While India’s choices on Ukraine may be geographically symbolic of the distance between strategic issues of the Eurasian heartland and India’s core national interests, its growing role in Central Asia and increasing connection with Europe are adding compulsions against its hitherto noncommittal foreign policy orientation to the region.
With India’s growing role and aspirations, the tension in its decision-making could be felt more sharply in the future, especially when the choice is between ‘comprehensive global strategic partnership’ with the US on one hand, and its ‘special and privileged partnership’ with Russia on the other. China’s direct conflict with India and its ever-increasing bellicosity marks it as a relative outlier in India’s great power calculations, where despite trade dependence on China, India’s choices vis-à-vis Beijing are clearer in comparison to the other two great powers. Chinese aggression at the border and other steps against Indian interests, both bilaterally and at the multilateral level, have imparted perspicuity in its China policies.

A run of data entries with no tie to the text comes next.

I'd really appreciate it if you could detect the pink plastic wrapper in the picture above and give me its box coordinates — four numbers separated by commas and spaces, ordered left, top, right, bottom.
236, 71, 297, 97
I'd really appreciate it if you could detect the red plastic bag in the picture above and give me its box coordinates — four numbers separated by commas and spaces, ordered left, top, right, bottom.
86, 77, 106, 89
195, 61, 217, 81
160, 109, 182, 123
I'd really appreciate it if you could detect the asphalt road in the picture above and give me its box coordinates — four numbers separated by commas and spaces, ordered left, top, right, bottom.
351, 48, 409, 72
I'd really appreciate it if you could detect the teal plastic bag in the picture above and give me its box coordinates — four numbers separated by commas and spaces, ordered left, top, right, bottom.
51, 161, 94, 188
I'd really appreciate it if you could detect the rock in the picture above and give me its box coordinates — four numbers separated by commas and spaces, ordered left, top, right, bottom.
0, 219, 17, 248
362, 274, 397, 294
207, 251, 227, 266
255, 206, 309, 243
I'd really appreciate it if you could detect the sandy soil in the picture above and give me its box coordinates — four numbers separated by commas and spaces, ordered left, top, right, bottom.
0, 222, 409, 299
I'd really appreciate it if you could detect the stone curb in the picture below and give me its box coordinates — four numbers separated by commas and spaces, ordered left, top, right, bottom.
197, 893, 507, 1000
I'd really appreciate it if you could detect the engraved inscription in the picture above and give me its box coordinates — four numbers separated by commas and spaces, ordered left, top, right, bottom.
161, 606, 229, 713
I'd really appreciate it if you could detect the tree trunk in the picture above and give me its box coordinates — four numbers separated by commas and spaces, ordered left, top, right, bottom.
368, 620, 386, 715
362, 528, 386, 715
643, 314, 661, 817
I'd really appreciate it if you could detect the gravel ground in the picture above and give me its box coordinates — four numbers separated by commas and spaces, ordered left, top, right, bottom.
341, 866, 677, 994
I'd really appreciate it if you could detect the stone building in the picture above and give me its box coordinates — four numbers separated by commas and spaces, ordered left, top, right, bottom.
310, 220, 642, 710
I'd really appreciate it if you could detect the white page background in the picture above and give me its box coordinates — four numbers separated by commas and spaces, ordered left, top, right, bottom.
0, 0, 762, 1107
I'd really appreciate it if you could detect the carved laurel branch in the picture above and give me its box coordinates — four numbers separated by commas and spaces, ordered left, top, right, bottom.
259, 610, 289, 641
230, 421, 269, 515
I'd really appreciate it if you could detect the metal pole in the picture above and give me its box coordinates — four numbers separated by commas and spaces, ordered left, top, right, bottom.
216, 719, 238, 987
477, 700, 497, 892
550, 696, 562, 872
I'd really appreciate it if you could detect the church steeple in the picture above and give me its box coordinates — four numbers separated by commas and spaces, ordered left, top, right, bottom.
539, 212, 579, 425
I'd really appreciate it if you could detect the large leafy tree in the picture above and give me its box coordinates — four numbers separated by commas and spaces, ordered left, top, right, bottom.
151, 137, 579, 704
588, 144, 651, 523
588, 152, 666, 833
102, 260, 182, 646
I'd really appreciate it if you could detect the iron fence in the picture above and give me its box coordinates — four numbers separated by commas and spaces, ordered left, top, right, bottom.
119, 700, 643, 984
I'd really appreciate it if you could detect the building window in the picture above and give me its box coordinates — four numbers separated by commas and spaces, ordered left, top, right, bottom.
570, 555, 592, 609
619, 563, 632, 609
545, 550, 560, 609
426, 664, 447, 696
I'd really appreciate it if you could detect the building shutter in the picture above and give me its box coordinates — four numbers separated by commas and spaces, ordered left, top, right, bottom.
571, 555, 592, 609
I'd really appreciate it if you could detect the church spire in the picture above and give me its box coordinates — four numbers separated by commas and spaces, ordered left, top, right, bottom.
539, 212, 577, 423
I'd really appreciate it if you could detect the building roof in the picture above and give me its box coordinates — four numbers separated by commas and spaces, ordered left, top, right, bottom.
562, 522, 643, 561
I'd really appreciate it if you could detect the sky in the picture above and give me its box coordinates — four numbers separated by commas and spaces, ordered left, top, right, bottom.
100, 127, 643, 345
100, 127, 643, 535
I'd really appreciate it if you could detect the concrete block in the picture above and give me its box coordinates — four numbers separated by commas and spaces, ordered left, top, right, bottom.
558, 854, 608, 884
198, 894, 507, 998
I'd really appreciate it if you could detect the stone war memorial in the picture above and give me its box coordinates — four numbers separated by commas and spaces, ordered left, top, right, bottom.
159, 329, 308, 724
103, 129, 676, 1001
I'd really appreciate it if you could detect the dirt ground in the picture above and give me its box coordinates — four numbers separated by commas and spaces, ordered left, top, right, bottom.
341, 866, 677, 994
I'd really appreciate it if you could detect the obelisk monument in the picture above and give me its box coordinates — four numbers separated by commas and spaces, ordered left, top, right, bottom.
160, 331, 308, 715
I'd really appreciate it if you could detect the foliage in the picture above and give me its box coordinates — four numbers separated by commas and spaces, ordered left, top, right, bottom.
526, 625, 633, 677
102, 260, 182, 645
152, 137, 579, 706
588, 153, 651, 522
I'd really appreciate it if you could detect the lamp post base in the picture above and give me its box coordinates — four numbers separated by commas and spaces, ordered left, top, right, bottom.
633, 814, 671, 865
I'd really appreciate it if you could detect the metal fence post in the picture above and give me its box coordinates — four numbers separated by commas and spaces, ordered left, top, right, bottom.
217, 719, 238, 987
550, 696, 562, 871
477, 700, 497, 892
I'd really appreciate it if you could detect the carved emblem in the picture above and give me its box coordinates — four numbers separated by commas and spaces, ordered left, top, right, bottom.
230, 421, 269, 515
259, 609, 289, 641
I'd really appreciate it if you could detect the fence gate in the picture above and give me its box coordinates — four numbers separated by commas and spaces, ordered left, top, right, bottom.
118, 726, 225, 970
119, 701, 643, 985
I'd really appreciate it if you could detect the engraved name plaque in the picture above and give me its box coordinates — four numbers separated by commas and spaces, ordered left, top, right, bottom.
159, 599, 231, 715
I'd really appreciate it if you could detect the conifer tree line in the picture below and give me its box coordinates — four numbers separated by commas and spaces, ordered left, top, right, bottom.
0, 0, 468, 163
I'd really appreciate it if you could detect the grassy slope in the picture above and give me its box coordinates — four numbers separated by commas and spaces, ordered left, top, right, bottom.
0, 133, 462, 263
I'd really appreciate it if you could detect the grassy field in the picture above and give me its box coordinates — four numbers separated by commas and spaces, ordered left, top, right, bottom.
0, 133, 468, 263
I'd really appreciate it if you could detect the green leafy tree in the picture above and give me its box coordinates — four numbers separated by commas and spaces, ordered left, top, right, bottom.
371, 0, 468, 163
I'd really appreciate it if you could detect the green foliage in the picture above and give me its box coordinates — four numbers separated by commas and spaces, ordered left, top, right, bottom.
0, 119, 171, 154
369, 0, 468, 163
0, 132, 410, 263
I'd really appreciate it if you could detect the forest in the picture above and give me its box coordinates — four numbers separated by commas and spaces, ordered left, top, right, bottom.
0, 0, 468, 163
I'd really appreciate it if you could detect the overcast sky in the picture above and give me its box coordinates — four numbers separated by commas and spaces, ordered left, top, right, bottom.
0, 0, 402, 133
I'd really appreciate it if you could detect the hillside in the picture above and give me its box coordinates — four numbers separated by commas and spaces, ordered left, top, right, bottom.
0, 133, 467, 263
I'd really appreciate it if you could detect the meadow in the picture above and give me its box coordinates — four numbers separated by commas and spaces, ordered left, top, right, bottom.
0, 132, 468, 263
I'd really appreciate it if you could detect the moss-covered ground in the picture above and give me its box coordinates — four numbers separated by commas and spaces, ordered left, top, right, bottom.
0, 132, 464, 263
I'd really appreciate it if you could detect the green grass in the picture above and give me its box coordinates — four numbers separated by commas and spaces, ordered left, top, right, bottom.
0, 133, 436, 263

The pulls and pushes in India’s diplomatic balancing are likely to continue in its strategic choices in the future, depending on how the issue weighs on India’s national interests. Its navigation between the great powers could sway from one way more than the other on the strategic spectrum connecting the US and Russia. China is likely to remain an outlier in India’s calculations with more decisiveness in the latter’s decisions, given the confrontation at the LAC along with its expansionist agendas in South Asia and the larger Indo-Pacific. As the world’s largest democracy India seeks to avoid an Asian future that is led by China.
Insofar as India-Russia relations are concerned, both New Delhi and Moscow while sharing strong bilateral ties also have strong externalities to hedge against each other. These external factors have become stronger in the past decade, as India’s partnerships and interests have changed and Russia continues to attempt a repositioning amidst shifting power balances between the east and the west. If India’s strong relationship with the US keeps Russia on the edge, Russia has pared down its apprehensions by forging a strong relationship with China and by its intermittent signals through its relationship with Pakistan.

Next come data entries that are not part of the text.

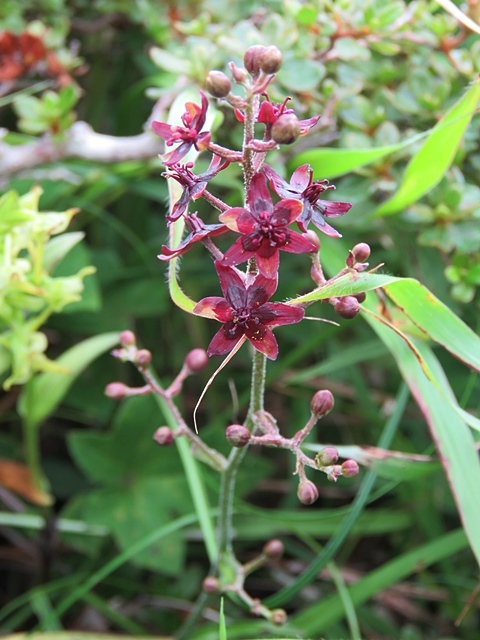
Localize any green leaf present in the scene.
[68,396,178,485]
[19,332,119,425]
[277,59,325,91]
[291,530,467,638]
[287,271,401,305]
[384,278,480,371]
[43,231,85,272]
[364,300,480,564]
[291,132,428,178]
[374,79,480,216]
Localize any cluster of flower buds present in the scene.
[152,45,360,359]
[225,389,359,505]
[105,331,208,400]
[202,539,287,626]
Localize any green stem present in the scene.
[22,378,43,490]
[217,344,266,559]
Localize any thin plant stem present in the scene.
[22,378,43,490]
[217,344,266,559]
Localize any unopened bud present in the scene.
[260,45,283,74]
[342,460,360,478]
[185,349,208,373]
[352,242,370,262]
[272,113,300,144]
[105,382,129,400]
[297,480,318,504]
[270,609,287,627]
[243,44,266,76]
[327,464,343,482]
[205,70,232,98]
[135,349,152,369]
[225,424,251,448]
[120,331,136,347]
[310,389,335,418]
[153,427,175,447]
[202,576,220,593]
[228,62,248,84]
[315,447,338,467]
[262,539,284,559]
[333,296,360,320]
[353,291,367,304]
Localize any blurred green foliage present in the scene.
[0,0,480,640]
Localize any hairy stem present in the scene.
[217,351,266,559]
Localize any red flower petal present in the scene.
[247,273,278,308]
[215,260,247,309]
[193,296,232,322]
[290,164,312,194]
[247,173,273,215]
[270,199,303,227]
[261,302,305,327]
[316,200,352,218]
[222,236,255,266]
[207,327,244,356]
[218,207,256,233]
[255,247,280,278]
[152,120,172,140]
[245,327,278,360]
[281,231,317,253]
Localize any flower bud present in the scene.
[333,296,360,320]
[225,424,251,448]
[205,69,232,98]
[185,349,208,373]
[327,464,343,482]
[297,480,318,504]
[310,389,335,418]
[105,382,129,400]
[302,229,320,252]
[342,460,360,478]
[315,447,338,467]
[135,349,152,369]
[353,291,367,304]
[270,609,287,627]
[272,113,300,144]
[120,331,136,347]
[352,242,370,262]
[153,427,175,447]
[260,45,283,74]
[202,576,220,593]
[243,44,266,76]
[228,62,248,84]
[262,539,284,560]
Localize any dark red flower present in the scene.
[193,260,304,360]
[257,94,320,136]
[262,164,352,238]
[219,173,316,278]
[157,213,228,260]
[163,154,229,224]
[152,91,211,166]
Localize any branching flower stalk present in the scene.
[106,45,370,638]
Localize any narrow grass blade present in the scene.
[374,79,480,216]
[19,332,119,425]
[287,271,402,305]
[265,385,408,608]
[292,131,428,179]
[32,514,206,626]
[291,529,468,638]
[384,278,480,372]
[365,300,480,565]
[155,395,217,563]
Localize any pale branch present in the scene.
[0,122,163,177]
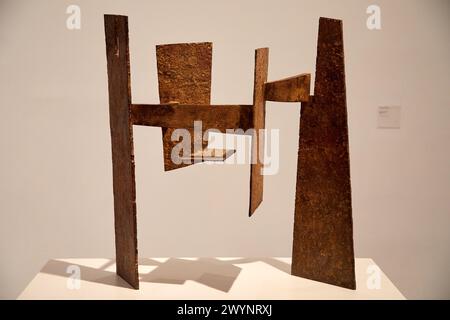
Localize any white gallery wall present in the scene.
[0,0,450,298]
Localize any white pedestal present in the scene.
[19,258,405,300]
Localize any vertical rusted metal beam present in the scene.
[292,18,356,289]
[249,48,269,216]
[104,15,139,289]
[156,42,214,171]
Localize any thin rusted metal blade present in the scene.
[249,48,269,216]
[104,15,139,289]
[292,18,356,289]
[156,42,213,171]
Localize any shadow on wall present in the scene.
[41,258,291,292]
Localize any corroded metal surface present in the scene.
[131,104,253,132]
[249,48,269,216]
[265,73,311,102]
[292,18,356,289]
[156,42,213,171]
[105,15,139,289]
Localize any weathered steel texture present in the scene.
[265,73,311,102]
[249,48,269,216]
[131,104,253,132]
[105,15,139,289]
[292,18,356,289]
[156,42,213,171]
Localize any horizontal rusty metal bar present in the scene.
[131,104,253,131]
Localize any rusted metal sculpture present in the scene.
[105,15,355,289]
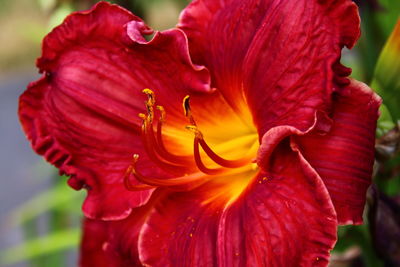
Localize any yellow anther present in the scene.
[185,125,203,139]
[142,88,156,106]
[138,113,146,120]
[182,95,191,117]
[145,102,154,123]
[156,106,167,122]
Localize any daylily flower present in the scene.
[19,0,380,266]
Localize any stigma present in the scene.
[124,88,254,191]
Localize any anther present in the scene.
[156,106,166,122]
[142,88,156,106]
[182,95,196,125]
[185,125,203,139]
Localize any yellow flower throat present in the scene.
[124,89,259,202]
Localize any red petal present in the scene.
[296,81,381,224]
[79,219,122,267]
[80,190,164,267]
[19,2,211,219]
[179,0,360,136]
[139,145,337,266]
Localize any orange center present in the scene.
[124,89,259,201]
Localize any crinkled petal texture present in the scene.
[179,0,380,227]
[139,144,337,267]
[178,0,360,135]
[79,190,164,267]
[296,81,381,224]
[19,2,214,220]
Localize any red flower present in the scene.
[19,0,380,266]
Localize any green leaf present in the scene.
[0,228,81,265]
[371,20,400,120]
[9,183,83,226]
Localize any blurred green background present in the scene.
[0,0,400,267]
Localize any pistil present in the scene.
[124,89,258,191]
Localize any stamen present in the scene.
[182,95,196,125]
[140,113,185,174]
[142,88,156,123]
[123,154,155,191]
[186,125,252,168]
[130,154,209,187]
[193,137,224,175]
[142,88,156,106]
[156,106,192,164]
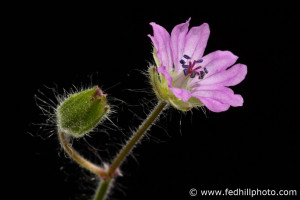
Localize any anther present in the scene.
[190,72,196,78]
[183,55,191,60]
[199,71,205,79]
[183,69,189,76]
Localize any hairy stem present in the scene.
[94,178,111,200]
[108,101,167,178]
[58,132,107,179]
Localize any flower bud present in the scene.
[56,86,109,137]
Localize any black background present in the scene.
[2,2,300,199]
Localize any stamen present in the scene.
[190,72,196,78]
[199,71,205,79]
[183,69,189,76]
[183,55,191,60]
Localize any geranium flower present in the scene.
[148,19,247,112]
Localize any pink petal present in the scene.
[170,18,191,70]
[201,51,238,78]
[200,64,247,86]
[199,97,230,112]
[183,23,210,60]
[148,22,173,69]
[192,90,244,107]
[158,66,191,102]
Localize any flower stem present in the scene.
[94,178,111,200]
[58,131,107,179]
[107,101,167,177]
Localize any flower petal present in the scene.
[202,51,238,78]
[148,22,173,69]
[184,23,210,60]
[200,64,247,86]
[192,87,244,107]
[170,18,191,70]
[199,97,230,112]
[158,66,191,102]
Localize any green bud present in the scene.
[56,86,109,137]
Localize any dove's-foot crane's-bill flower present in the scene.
[148,20,247,112]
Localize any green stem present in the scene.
[94,179,111,200]
[58,131,107,178]
[108,101,167,178]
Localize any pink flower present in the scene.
[148,19,247,112]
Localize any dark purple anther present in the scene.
[183,55,191,60]
[190,72,196,78]
[199,71,205,79]
[183,69,189,76]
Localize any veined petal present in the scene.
[170,18,191,70]
[199,97,230,112]
[192,87,244,107]
[184,23,210,60]
[192,84,234,94]
[148,22,173,70]
[200,64,247,86]
[201,51,238,78]
[158,66,191,102]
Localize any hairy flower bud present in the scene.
[56,86,109,137]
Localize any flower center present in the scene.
[179,55,208,79]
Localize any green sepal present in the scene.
[56,86,109,137]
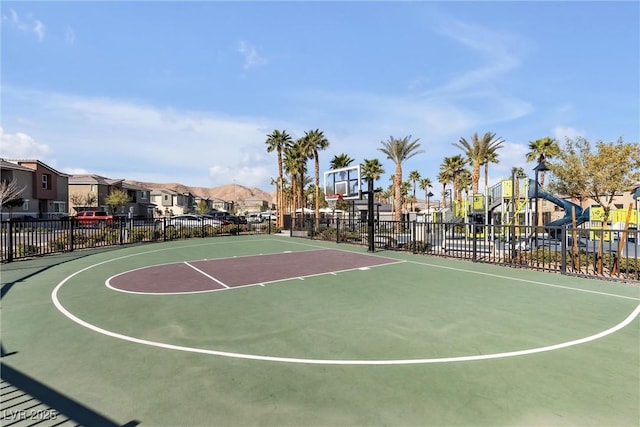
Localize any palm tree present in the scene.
[407,170,420,211]
[420,178,433,209]
[527,136,560,231]
[440,154,467,206]
[266,129,291,227]
[329,153,354,169]
[482,141,502,191]
[360,159,384,181]
[438,171,453,208]
[453,132,504,194]
[283,139,307,226]
[527,136,560,188]
[302,129,329,227]
[378,135,424,221]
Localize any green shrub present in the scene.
[48,236,69,252]
[16,243,40,257]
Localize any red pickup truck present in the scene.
[74,211,113,227]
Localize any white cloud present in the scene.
[2,88,277,188]
[0,128,51,159]
[553,126,586,144]
[2,9,45,41]
[238,40,267,71]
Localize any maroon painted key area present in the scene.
[109,249,398,293]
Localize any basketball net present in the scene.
[327,194,344,213]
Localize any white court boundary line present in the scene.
[105,248,407,296]
[51,242,640,365]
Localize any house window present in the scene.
[42,173,51,190]
[53,202,67,213]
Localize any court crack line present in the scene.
[51,247,640,365]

Despite a recent controversy and somewhat mixed signals in the past, Russia remains steadfast in its support to India on the Kashmir issue. India also values Russian support at the multilateral level, especially in multilateral groups of which China is also a part, such as BRICS and the SCO. In larger multilateral groups like the United Nations, Russia’s permanent membership has proved even more useful to India.
Although the description of the Quad as an Asian NATO has been rightly rubbished as a far-fetched idea, Quad members’ moment to assure each other of support along with the group’s expanding agendas could provide a rationale for consolidating the Asia-Pacific front against China while the US is engaged with possible Russian invasion into Ukraine on the Eurasian front.